« On vient d’ouvrir grand la porte. Quand on voit que 70% des droits de douane vont être supprimés de manière immédiate et que 30% seront éliminés au cours des prochaines années, on doit conclure qu’il s’agit d’un accord très important. Certes, des pas restent à affranchir, surtout côté européen, où les secteurs de la production agroalimentaire ont été historiquement subventionnés par les États mais, côté MERCOSUR il n’y aura pas de difficulté majeure. ».
« Nous ne pouvons signer en l’état. Nous devons avoir des assurances sur le respect de l’accord de Paris, que la hausse des échanges commerciaux n’entraîne pas un accroissement de la déforestation et que les normes sanitaires et phytosanitaires européennes soient respectées. C’est un choix irréversible de notre part et nous travaillons avec nos partenaires européens pour disposer de ces garanties. Notre combat pour le climat est conciliable avec le commerce international, mais il faut le concrétiser dans la réalité des accords commerciaux. »
Ces déclarations antagoniques de Rodolfo Nin Novoa, Ministre des Affaires Étrangères de l’Uruguay d’une part, et de Franck Riester Ministre du Commerce de la France d’autre part, relevées le lendemain de la signature de l’Accord de libre-échange entre l’UE et le Mercosur illustrent bien que le chemin restant à parcourir est long et semé d’embûches.
Cette signature intervenue, un peu à l’arrachée, le 28 juin 2019 à Bruxelles, avait permis au Président de la Commission Européenne Jean-Claude Juncker, au Président de l’Argentine, Mauricio Macri, et du Brésil, Jaïr Bolsonaro, de faire une démonstration de force et de multilatéralisme lors du Sommet du G20 à Osaka au Japon.
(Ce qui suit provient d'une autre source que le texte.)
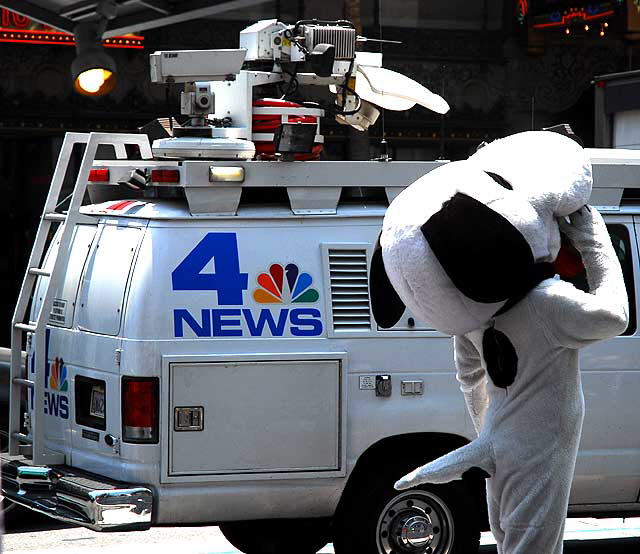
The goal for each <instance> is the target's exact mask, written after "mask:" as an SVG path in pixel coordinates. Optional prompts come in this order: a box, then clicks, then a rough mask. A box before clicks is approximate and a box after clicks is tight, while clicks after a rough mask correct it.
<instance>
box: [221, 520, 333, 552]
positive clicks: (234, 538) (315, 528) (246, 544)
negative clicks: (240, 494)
mask: <svg viewBox="0 0 640 554" xmlns="http://www.w3.org/2000/svg"><path fill="white" fill-rule="evenodd" d="M220 530H221V531H222V534H223V535H224V536H225V538H226V539H227V540H228V541H229V542H230V543H231V544H232V545H233V546H235V547H236V548H237V549H238V550H240V551H241V552H244V553H245V554H316V552H318V550H320V549H321V548H322V547H323V546H324V545H325V544H327V543H328V542H329V520H327V519H286V520H285V519H270V520H260V521H239V522H233V523H222V524H220Z"/></svg>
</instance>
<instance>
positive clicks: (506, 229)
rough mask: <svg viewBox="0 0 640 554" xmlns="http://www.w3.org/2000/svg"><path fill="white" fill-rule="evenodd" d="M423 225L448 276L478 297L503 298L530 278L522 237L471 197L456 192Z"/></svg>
mask: <svg viewBox="0 0 640 554" xmlns="http://www.w3.org/2000/svg"><path fill="white" fill-rule="evenodd" d="M421 229H422V233H423V235H424V237H425V238H426V239H427V242H428V243H429V246H430V247H431V250H432V251H433V253H434V254H435V256H436V258H438V261H439V262H440V265H442V268H443V269H444V270H445V272H446V273H447V275H448V276H449V279H451V281H452V282H453V284H454V285H455V286H456V288H457V289H458V290H459V291H460V292H461V293H462V294H464V295H465V296H467V297H468V298H471V299H472V300H475V301H476V302H483V303H494V302H502V301H504V300H507V299H508V298H510V297H511V296H513V295H514V294H515V293H516V292H518V291H520V290H521V289H522V287H523V284H525V283H529V281H530V280H531V276H530V274H531V272H532V270H533V266H534V260H533V253H532V252H531V247H530V246H529V244H528V243H527V241H526V240H525V238H524V237H523V236H522V234H521V233H520V231H518V229H516V228H515V227H514V226H513V225H512V224H511V223H510V222H509V220H507V219H506V218H505V217H504V216H502V215H500V214H499V213H497V212H495V211H493V210H492V209H491V208H489V207H488V206H486V205H485V204H483V203H482V202H479V201H478V200H476V199H475V198H472V197H470V196H468V195H466V194H463V193H456V194H455V195H454V196H453V197H451V198H450V199H449V200H447V201H446V202H445V203H444V204H443V205H442V208H441V209H440V211H438V212H436V213H435V214H434V215H432V216H431V217H430V218H429V220H428V221H427V222H426V223H425V224H424V225H423V226H422V228H421ZM536 284H537V283H536ZM528 290H529V289H527V291H528Z"/></svg>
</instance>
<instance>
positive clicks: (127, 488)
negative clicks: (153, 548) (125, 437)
mask: <svg viewBox="0 0 640 554" xmlns="http://www.w3.org/2000/svg"><path fill="white" fill-rule="evenodd" d="M0 460H1V461H2V494H3V495H4V496H5V497H6V498H8V499H9V500H11V501H12V502H15V503H16V504H21V505H22V506H25V507H27V508H30V509H31V510H35V511H37V512H41V513H43V514H46V515H48V516H50V517H52V518H55V519H58V520H61V521H65V522H67V523H73V524H76V525H82V526H84V527H88V528H89V529H93V530H94V531H134V530H143V529H148V528H149V527H150V526H151V516H152V509H153V492H152V491H151V489H149V488H146V487H137V486H131V485H129V484H126V483H121V482H118V481H112V480H110V479H106V478H104V477H98V476H96V475H92V474H90V473H87V472H83V471H79V470H76V469H74V468H71V467H68V466H52V467H46V466H32V465H29V462H30V461H29V460H27V459H26V458H24V457H23V456H9V455H7V454H0Z"/></svg>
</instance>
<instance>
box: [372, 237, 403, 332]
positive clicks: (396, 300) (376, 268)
mask: <svg viewBox="0 0 640 554" xmlns="http://www.w3.org/2000/svg"><path fill="white" fill-rule="evenodd" d="M369 296H370V297H371V308H372V310H373V318H374V319H375V320H376V323H377V324H378V325H379V326H380V327H382V328H383V329H388V328H389V327H393V326H394V325H395V324H396V323H398V321H400V318H401V317H402V314H403V313H404V310H405V305H404V303H403V302H402V300H401V299H400V297H399V296H398V293H397V292H396V291H395V289H394V288H393V285H391V281H389V276H388V275H387V272H386V270H385V268H384V261H383V259H382V247H381V246H380V236H378V240H376V244H375V246H374V247H373V256H372V258H371V268H370V270H369Z"/></svg>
Plus de 20 ans de négociations s’étaient déjà écoulés. Bien que des antécédents existaient, on situe le début des négociations pour cette coopération en 1999. Mais, cinq ans plus tard, l’année 2004 marquera un point d’arrêt en raison de l’inclusion des produits agricoles aux politiques de subventions européennes (PAC) et aux asymétries des quatre pays sud-américains (Brésil, Argentine, Paraguay et Uruguay).
Finalement, par la suite les pourparlers ont repris avant de s’arrêter de nouveau.
C’est en 2017, qu’a enfin eu lieu une avancée importante dans ces négociations à Brasilia, lorsque la Commission européenne a accepté, sur fond de guerre commerciale USA-Chine, l’entrée sur son marché de 70.000 tonnes de viande bovine et de 600.000 tonnes d’éthanol.
Au cours du premier semestre 2019, l’Espagne, très attachée au continent sud-américain, et l’Allemagne, soucieuse de trouver des nouveaux débouchés pour son industrie lourde de machines-outils et de produits chimiques, ont réussi à convaincre leurs partenaires européens de l’intérêt d’un tel accord. En effet, le périmètre et la portée du dit accord sont sans précédent pour les deux blocs car il peut générer un marché de biens et de services de 800 millions de consommateurs, constituant presque un quart du PIB mondial. Il s’agit bel et bien d’un marché stratégique avec un PIB par habitant de 34.000 dollars US, comportant un potentiel considérable de développement de la matrice de production des pays signataires.